I did something wrong and I want to make the shame go away.

If I think you’re watching, I’ll behave.

Mature Guilt
The child wants to live in a way that brings pleasure to himself and others. When the child hurts others, they see the effects of their behavior on on the other party, feel guilt, attempt to make amends, and change their behavior. The child tries to find another way to meet his needs without hurting others. Under good conditions, this stage is typical of children age 7 to 11.

Essentially honest and able to accept blame.

What would happen if everyone took things?

Basic Environmental Conditions for Emotional Health
A relatively stable, predictable environment in which the child knows how to get their needs met.

An environment in which the child can be stopped from hurting themselves and others.

A sense of being loved as a person, even after misbehaving.

An environment in which punishment or reward is based on the child’s behavior rather than the moods of adults.

Discipline Techniques for Each Stage of Conscience Development

Pleasure/Pain
With infants and toddlers in pleasure/pain who have little awareness of expectations, consequences, or other’s needs, our discipline approaches need to be based on:
Childproof environments to reduce tension.

Prioritize misbehaviors to be acted upon.

Rely on action and distraction rather than requests or orders.

Immediate use of timeouts after misbehavior.

Not recommended for attachment disordered children.

Continuous use of praise and rewards and other positive reinforcements.

Ignore minor misbehaviors when possible.

ShameWith young children who have some, but not enough, awareness of expectations and other’s needs, our discipline approaches need to be based on:

Communication of expectations and needs of others.

Restitution in order to make amends in addition to apologizing.

Develop a sense of empathy through constant discussion of emotional needs of others.

Use of logical and natural consequences to correct misbehaviors rather than
punishments.

Continuous praise for proper decisions made by child.

Using invectives, surprise rewards, and tangible rewards to reinforce specific expected behaviors.

Mature Guilt
Both children and adolescents benefit when the important adults in their lives encourage discussion of:
Usual feelings and typical reactions to other’s behaviors.

The effects of their behaviors on others.

Negotiating problems by looking at options and the consequences that might result.

Parental expectations that the child regulate his own behavior.

Behavioral consequences to actions, yet avoiding the tendency to over-punish.

Praise to continue to reinforce expected behavior.

Rewards are often the inner pleasure the child receives by meeting expectations.

With Older Children and Teens in Pleasure/Pain, Add the Following Recommendations:

An environment with clear, predictable structure in which there are immediate positive and negative consequences for wanted and unwanted behaviors.

A short published list of rules that the child has signed and dated.

The rewards and consequences to behaviors are determined by the adult and the youth.

Caregivers who act rather than react. It may be a waste of time and energy to tell
the child to do something or not to do something if the adult is not prepared to follow up with action.

Adults who will protect themselves by limiting the power the child has over them.

Adults who will find others to support their self-esteem, get away regularly, and not let the child provoke battles in adult relations.

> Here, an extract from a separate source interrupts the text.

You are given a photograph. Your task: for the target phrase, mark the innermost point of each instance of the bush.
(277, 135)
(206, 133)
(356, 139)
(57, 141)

In Addition to Basic Behavior Modification, Effective Approaches for Working With a Child Stuck in Shame Include:

Emphasize restitution to the person harmed by their behavior.

Adults must prepare for the child’s efforts to make them feel guilty for the punishment.

Using descriptive, specific praise frequently.

Deal with the child’s misbehaviors before the adult gets angry.

Disconnect how the adult feels from how the child feels. The child may be unhappy, but the adult doesn’t have to be.

Talk about feelings only when the level of conflict is low; otherwise focus on behavior.